I feel eternally grateful to God for making sure in the dreariness of winter we have something as beautiful, vibrant and refreshing as citrus to brighten our days! I mean just look at this blood orange and golden beet salad. I am using citrus wherever and whenever I can.
Blood oranges are especially beautiful right now. You know I kind of have a thing for that beautiful jewel tone. I had other naval oranges and mandarins to use as well. Then to top it all off, I also had some golden beets, which a perfect mild compliment to the tang of the citrus.
I made a base of baby greens, which is the most common greens mix I buy.
I always add grains in for a little more sustenance. Quinoa was what I had in the fridge, so I added that. I like to cook my grains in big batches, that way I can throw them in where I need them. Salads, like here..soups, wraps, fritattas,etc. Farro, barley, freekeh and millet are also great options. Keeping this with quinoa ensures this is gluten free, so it opens it up to more people.
This was a tri-colored quinoa. It really doesn’t matter what you use. I just like the colors in the tri color, so I use it often. I also like the red quinoa, so you will see this frequently in my food as well.

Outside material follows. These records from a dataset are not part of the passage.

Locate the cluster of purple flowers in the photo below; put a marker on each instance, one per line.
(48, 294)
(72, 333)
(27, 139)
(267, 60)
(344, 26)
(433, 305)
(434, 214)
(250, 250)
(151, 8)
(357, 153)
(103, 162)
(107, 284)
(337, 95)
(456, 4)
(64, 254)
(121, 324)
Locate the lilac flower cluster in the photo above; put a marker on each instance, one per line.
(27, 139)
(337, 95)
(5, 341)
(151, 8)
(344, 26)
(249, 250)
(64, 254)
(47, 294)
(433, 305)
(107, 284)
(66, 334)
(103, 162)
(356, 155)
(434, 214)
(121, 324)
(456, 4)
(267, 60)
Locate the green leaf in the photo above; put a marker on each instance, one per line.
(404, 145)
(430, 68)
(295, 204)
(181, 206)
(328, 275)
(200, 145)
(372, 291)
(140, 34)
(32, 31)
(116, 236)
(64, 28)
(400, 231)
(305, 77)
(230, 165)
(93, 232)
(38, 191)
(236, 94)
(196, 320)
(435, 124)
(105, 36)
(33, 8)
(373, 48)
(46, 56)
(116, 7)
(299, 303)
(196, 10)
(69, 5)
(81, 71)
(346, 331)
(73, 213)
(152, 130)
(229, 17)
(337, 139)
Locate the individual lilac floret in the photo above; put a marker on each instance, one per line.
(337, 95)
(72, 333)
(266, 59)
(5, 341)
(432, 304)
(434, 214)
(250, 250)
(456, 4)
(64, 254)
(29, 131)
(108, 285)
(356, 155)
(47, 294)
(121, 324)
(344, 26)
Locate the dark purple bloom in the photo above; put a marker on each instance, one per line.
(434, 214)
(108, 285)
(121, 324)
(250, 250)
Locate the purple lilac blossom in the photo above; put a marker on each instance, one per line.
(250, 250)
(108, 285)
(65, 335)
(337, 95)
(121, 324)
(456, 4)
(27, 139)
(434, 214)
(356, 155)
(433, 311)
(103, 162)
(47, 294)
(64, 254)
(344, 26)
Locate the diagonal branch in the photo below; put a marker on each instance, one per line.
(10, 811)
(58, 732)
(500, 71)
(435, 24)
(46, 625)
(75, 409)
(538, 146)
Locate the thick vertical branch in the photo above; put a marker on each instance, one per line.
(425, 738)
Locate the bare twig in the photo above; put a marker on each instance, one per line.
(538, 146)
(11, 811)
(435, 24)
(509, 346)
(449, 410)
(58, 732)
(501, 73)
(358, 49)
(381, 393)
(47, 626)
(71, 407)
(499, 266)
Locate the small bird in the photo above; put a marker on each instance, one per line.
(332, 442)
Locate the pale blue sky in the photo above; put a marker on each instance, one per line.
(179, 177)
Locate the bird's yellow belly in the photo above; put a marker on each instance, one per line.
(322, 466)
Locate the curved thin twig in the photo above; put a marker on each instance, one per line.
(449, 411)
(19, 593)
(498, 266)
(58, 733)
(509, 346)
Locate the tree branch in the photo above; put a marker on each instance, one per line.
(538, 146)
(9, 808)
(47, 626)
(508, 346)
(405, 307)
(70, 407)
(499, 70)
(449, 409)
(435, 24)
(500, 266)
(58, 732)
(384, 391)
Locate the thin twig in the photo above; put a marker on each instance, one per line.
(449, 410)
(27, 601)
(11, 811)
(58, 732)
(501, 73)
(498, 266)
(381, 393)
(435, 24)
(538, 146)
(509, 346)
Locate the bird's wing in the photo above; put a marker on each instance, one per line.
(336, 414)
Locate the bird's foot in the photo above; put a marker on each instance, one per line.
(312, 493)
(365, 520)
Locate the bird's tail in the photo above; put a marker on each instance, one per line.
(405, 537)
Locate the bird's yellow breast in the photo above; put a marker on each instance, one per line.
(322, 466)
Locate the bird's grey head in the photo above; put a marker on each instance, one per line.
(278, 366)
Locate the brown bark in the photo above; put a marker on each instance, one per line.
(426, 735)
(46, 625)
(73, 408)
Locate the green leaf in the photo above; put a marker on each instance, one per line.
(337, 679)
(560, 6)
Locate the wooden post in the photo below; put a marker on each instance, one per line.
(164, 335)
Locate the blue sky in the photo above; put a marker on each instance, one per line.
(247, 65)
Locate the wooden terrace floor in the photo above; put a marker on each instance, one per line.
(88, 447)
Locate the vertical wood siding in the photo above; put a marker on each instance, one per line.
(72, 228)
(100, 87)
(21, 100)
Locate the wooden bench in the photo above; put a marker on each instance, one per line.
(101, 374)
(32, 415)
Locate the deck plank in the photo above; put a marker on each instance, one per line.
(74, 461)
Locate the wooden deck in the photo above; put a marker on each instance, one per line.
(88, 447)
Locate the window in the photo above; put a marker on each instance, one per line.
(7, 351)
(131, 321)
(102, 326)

I also love red onions, so I sliced those thinly and added those as well.
To top it all, I added a honey dijon dressing that was so good! Isn’t this blood orange and golden beet salad just beautiful??

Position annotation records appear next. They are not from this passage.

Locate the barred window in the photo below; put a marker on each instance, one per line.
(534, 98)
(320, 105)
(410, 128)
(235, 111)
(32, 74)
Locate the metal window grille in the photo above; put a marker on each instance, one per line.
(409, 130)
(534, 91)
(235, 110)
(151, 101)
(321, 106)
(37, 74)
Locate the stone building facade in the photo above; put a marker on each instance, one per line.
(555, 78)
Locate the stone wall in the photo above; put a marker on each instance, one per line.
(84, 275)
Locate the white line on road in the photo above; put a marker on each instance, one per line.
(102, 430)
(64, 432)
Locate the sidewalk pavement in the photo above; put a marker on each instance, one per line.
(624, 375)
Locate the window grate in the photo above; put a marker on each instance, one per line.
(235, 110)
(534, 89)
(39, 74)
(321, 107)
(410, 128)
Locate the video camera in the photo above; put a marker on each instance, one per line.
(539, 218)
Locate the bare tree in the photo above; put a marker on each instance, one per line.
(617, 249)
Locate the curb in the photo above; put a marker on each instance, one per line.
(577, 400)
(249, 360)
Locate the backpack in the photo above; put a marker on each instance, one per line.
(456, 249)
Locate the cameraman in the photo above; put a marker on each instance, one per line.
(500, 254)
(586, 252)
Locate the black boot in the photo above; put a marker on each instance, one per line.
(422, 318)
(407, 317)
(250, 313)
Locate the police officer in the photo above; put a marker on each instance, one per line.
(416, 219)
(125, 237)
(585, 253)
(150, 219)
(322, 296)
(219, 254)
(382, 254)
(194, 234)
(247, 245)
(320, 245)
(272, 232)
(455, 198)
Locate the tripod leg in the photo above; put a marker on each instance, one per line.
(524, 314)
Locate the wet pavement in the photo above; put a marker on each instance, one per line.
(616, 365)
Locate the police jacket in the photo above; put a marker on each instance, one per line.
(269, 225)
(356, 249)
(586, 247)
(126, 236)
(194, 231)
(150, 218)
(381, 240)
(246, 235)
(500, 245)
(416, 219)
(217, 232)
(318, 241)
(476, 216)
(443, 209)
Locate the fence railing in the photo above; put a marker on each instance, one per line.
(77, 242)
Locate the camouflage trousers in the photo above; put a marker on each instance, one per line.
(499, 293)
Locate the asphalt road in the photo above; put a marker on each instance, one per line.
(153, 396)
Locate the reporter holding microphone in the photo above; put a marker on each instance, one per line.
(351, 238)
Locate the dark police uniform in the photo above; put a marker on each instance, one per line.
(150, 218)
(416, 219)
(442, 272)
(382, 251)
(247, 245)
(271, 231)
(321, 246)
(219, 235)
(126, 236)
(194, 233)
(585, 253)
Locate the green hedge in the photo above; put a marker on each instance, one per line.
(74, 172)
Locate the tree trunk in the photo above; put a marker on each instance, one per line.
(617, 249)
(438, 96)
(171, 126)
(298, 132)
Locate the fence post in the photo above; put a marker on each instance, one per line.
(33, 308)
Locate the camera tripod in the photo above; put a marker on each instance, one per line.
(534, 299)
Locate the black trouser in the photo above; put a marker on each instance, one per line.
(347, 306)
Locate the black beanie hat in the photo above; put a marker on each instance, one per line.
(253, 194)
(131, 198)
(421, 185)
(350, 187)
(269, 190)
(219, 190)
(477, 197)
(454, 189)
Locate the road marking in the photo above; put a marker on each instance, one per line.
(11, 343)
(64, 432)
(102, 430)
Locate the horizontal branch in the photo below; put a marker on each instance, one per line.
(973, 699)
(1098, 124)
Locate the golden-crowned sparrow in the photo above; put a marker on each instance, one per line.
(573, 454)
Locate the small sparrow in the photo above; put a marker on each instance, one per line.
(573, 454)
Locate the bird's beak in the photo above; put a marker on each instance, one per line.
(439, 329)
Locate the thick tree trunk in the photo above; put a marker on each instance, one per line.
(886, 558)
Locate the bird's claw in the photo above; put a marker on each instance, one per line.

Orange Honey Dijon Mustard
- 1/4 cup olive oil
- 2 tablespoons honey
- 2 tablespoons fresh squeezed orange juice
- 1 tablespoon dijon mustard
- salt and pepper these are optional and depending on your personal taste preferences.
- Add all ingredients to bowl or mason jar. If you are using a mason jar, like I prefer. Place a lid on it and shake well. If you are using a bowl, just mix well. Serve immediately or store in the fridge for up to 2 days. Shake well before serving.Now sit back and enjoy. You deserve it!